Kelly Schweitzer toasts a newcomer to Nova Scotia’s wine scene
Thanksgiving weekend saw the grand opening of Avondale Sky Winery, Nova Scotia’s newest winery. Visitors to the Newport Landing facility had the opportunity to feast on a pig roast, tour the winery, and speak with winemaker Ben Swetnam, who had experience in Germany and other Nova Scotian wineries before moving to Avondale. Avondale’s 15 wines were available for guests to taste, including their Tidal Bay, which recently won a gold medal at the 2011 Atlantic Canadian Wine Awards.
“It’s been a long road to get to this day,” says Lorraine Vassalo, co-owner of the winery. “But we’re now thrilled to offer our wines to the public — they are the culmination of much hard work and passion.”
While the winery itself may be new, it’s made up of old parts.
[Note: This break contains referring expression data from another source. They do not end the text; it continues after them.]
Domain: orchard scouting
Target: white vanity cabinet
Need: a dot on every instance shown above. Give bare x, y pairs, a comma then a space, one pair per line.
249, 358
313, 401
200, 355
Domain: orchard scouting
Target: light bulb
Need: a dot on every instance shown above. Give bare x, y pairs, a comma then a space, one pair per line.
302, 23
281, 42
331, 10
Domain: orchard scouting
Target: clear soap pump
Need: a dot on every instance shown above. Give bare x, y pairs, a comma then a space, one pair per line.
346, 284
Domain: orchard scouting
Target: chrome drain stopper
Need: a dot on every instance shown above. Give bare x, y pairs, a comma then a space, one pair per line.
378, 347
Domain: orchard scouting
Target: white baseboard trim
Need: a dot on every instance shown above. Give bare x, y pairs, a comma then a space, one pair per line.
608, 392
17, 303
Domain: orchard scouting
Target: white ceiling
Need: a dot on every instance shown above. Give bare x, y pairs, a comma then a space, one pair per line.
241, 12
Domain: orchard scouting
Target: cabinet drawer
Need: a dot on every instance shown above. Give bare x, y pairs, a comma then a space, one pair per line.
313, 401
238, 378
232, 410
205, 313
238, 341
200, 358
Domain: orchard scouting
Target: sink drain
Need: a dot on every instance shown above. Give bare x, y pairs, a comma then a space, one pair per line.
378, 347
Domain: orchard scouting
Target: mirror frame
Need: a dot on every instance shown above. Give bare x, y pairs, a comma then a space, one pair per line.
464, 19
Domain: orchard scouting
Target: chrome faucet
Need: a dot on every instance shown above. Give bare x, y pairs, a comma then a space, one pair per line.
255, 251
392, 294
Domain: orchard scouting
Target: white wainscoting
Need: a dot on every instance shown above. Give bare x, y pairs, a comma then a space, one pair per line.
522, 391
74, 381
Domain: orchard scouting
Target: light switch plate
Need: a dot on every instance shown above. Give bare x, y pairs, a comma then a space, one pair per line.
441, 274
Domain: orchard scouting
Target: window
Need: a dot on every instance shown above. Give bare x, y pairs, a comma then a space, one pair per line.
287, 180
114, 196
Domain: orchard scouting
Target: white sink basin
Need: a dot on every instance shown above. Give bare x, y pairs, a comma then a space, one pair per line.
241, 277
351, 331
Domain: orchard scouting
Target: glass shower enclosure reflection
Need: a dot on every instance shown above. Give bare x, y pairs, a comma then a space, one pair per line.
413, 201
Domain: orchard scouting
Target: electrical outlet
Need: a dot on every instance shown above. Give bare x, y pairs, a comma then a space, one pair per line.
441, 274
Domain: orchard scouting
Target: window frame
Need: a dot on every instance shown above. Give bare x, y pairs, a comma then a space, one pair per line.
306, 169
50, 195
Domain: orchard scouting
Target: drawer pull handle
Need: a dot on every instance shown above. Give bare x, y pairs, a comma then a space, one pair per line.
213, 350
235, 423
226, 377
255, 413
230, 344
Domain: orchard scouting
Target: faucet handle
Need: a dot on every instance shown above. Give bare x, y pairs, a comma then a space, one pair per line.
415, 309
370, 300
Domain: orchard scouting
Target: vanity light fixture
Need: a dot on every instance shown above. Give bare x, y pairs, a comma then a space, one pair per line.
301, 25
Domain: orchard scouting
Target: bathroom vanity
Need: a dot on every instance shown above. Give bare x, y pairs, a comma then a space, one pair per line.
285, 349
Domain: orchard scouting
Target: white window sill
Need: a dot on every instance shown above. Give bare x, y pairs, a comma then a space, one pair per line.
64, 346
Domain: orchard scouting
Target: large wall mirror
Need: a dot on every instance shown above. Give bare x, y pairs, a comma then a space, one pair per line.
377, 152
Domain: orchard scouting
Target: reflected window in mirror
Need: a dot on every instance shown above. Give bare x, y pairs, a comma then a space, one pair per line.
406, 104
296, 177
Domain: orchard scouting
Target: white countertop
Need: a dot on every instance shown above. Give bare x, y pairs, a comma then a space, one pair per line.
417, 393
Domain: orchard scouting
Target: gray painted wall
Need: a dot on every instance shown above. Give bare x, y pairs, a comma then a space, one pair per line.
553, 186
Surrounded by rolling hills and the St. Croix and Avon Rivers, Avondale Sky is home to one of the oldest vineyards in the province. The buildings that make up the facility were purchased from offsite locations by owners Stewart Creaser and Lorraine Vassalo and reconstructed for use at the winery. An old barn from 10 kilometres away had been salvaged as the main building, but what was perhaps the most celebrated part of the grand opening was the unveiling of the transplanted former St. Matthews Church. The church was transported 42 kilometres, mostly by ferry, from its original location in Walton, Nova Scotia to Avondale Sky Winery, where it became the estate’s tasting and retail area.
“Beside the wine, the building has definitely become the focal point of the winery,” says Vassalo. “So many people know its history, followed its journey and are excited that it remains an important part of this community. We’re delighted to share it with everyone.”